Dağlar Kuşatır Yalnızlığını –Barış Yıldırım
Barış Yıldırım, yirmi bir yıl aradan sonra ikinci şiir kitabı yayımladı. Dünden Yarınları Görebilenlerimize başlıklı şiir kitabı 2001 yılında yayımlanan Yıldırım, o dönemden beridir dergilerde aralıklarla şiir yayımlasa da şiir yazmayı hiç bırakmadı. Dağlar Kuşatır Yalnızlığını, şairin tüm bu yıllar boyunca biriktirdiği şiirlerin içinden çeşitli izlekler ekseninde yapılmış bir derleme. “Serestar, “Ay Korkusu”, “Ayaltı Büyü”, “Alışkanlık Sisinde”, “Hep Bu Yollarda”, “Gazeller Defteri”, “Şarkılar Defteri”, “Mutsuzluğun Poetikası”, ve “A, Ş, K” başlıklı dokuz bölümden oluşan kitap, Yıldırım’ın sanatın kuramında ve farklı dallardaki pratiğinde benimsediği ve savunduğu yön olan üslup çoğulluğunu tutarlı bir sesle eklemliyor. Bestelenen veya bestelenmek üzere yazılmış “sözler”in de şiir sanatının ayrılmaz bir parçası olduğunu düşünen şair, bir kısmı kendisi ve farklı sanatçılar tarafından yorumlanmış, çoğunluğu ise ilk kez bu kitapta okur karşısına çıkan “şarkı sözleri”ni de ayrı fakat bütünleşik bir bölüm halinde sunuyor. Epikten liriğe doğru ilerleyen kurgusuyla, şairin ilk şiir kitabı gibi görece oylumlu bir metin ortaya çıkmış.
Kitabın tanıtım bölümünden
Künye: Dağlar Kuşatır Yalnızlığını, Yazar: Barış Yıldırım
Mimas Yayınları, 178 Sayfa
Ölüm ve Kutsal –Hüseyin Kırmızı
Siyasal bir sorun olarak ölüm nasıl kavranabilir? Topluluk ile kurucu kökeni arasındaki fark üzerinden yaklaştığımızda sorun kutsal ile ilgili bir soruna dönüşür. Din ile ölüm arasındaki bağ nerede düğümlenir?
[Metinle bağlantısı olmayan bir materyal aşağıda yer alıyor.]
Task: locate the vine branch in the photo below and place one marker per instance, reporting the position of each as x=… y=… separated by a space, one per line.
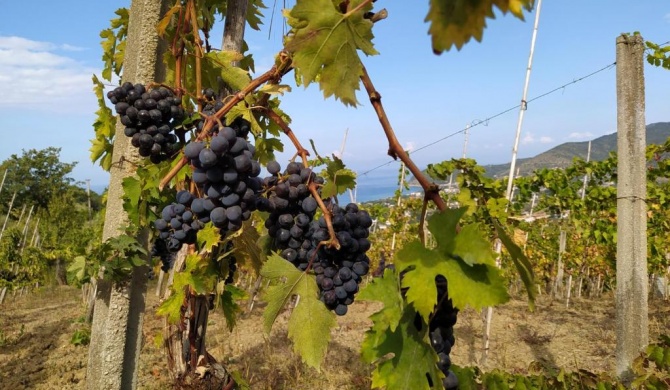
x=395 y=150
x=275 y=73
x=327 y=215
x=199 y=53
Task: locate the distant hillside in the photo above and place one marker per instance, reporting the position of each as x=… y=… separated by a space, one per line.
x=561 y=156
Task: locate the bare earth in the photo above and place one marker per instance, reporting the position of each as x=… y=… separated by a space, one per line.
x=36 y=352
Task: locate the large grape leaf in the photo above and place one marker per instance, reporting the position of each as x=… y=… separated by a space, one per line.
x=386 y=290
x=105 y=128
x=310 y=323
x=455 y=22
x=413 y=359
x=325 y=44
x=338 y=177
x=474 y=283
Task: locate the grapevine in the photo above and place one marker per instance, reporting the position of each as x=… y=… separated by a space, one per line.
x=208 y=142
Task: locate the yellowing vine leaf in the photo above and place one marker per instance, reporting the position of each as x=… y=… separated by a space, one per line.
x=310 y=322
x=455 y=22
x=325 y=44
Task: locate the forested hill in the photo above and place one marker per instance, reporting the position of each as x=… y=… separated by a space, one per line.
x=561 y=156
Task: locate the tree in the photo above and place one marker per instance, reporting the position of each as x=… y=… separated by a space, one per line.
x=324 y=47
x=36 y=176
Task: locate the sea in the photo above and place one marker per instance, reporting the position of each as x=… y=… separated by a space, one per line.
x=368 y=189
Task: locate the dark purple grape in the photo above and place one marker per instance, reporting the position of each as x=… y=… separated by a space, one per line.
x=273 y=167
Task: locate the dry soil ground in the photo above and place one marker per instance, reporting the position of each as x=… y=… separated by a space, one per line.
x=36 y=351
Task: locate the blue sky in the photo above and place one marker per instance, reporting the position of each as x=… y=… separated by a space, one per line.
x=47 y=59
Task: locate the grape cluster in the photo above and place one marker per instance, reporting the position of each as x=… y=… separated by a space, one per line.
x=298 y=236
x=149 y=117
x=180 y=222
x=340 y=271
x=228 y=174
x=292 y=209
x=442 y=332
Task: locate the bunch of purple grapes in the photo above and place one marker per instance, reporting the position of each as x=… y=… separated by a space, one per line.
x=297 y=236
x=340 y=271
x=441 y=334
x=228 y=173
x=149 y=117
x=180 y=221
x=292 y=209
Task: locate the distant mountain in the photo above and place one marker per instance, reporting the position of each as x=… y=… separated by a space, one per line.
x=561 y=156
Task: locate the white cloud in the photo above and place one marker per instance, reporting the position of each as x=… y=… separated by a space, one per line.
x=583 y=135
x=33 y=74
x=528 y=139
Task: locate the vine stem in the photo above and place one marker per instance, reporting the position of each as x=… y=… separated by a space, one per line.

Devletin kutsal ile topluluk ve bununla ilişkili olarak topluluk ile ölüleri arasına girdiği ya da ölülerin işlevine devletin el koyduğu topluluklarda şehitlikten veya kurbandan söz edilebilir mi? Ya da şehitlik ve kurban bu topluluklarda ölülere savaş açmanın, ölümü anlamsızlaştırmanın araçlarına mı dönüşmüştür?
Elinizdeki kitap, ölümü ölümden ibaret kılan bir eğilimi açıklamaya çalışmakta. Ölümün üzerinden çekip alınan tüm kutsallığı öldürmeye yükleyen bir eğilim.
Hüseyin Kırmızı ölüm ile toplumsal kuruluş arasındaki bağı ve bu bağın IŞİD’in somutlaştırdığı üst- Müslümanlık eğilimi için yarattığı gerilimi ele alıyor. IŞİD’in bu gerilime karşı geliştirdiği ölüm kurgularını sosyoloji, siyaset felsefesi ve siyasal antropolojinin verimini kullanarak analiz ediyor.
Kitabın tanıtım bölümünden
Künye: Ölüm ve Kutsal, Yazar: Hüseyin Kırmızı
Dipnot Yayınları, 224 Sayfa
Dejavu – Menekşe Toprak
“Öyle ya, harem kültüründen, kapalı odalardan çıkıp sokaklarda tek başına yürümeyi öğrendik biz kadınlar, diye düşündü. Üstelik de bir paşa torunu, konak kızı olarak nereden nereye… Ülkenin insanını, kenar mahalleleri, işçi sınıfını, yoksulluğu, çamuru, açlıktan ölünebileceğini, açlık yüzünden etini satan kadınları tanıdığını biliyordu artık. En az bir yıl mahkeme muhabiri olarak çalışmış, katili, hırsızı, fuhuş yapan, yapmak zorunda olan kadınları dinlemişti. Ne büyük dramlar. Çoğu sanki bir dalgınlık anına gelmiş insanlık trajedileri.”
İşsiz bırakılmış bir kadın akademisyen Berlin sokaklarında Suat Derviş’in yüz yıl önceki izini sürüyor. Yabancı bir ülkede kalemiyle geçinmeye, ayakta durmaya çalışan bir yazar. O da yitirmiş midir umudunu? Yoksa, erkeklerin sen yapamazsın bakışlarına; Batı’nın, bize o büyülü Şark’ı anlat dayatmalarına aldırmadan yürüyüp gitmiş midir özgürce? Âşıkken, yoksulken, yazarken, gülerken, ağlarken yüreğine oturan, İstanbul’u ve Berlin’i, geceleri ve gündüzleri birbirinin aynısı kılan o dejavu duygusunu yaşamış mıdır?
Menekşe Toprak, Suat Derviş’i günümüz kadınlarıyla bir Dejavu’da buluşturuyor. Her şey size aşina gelecek.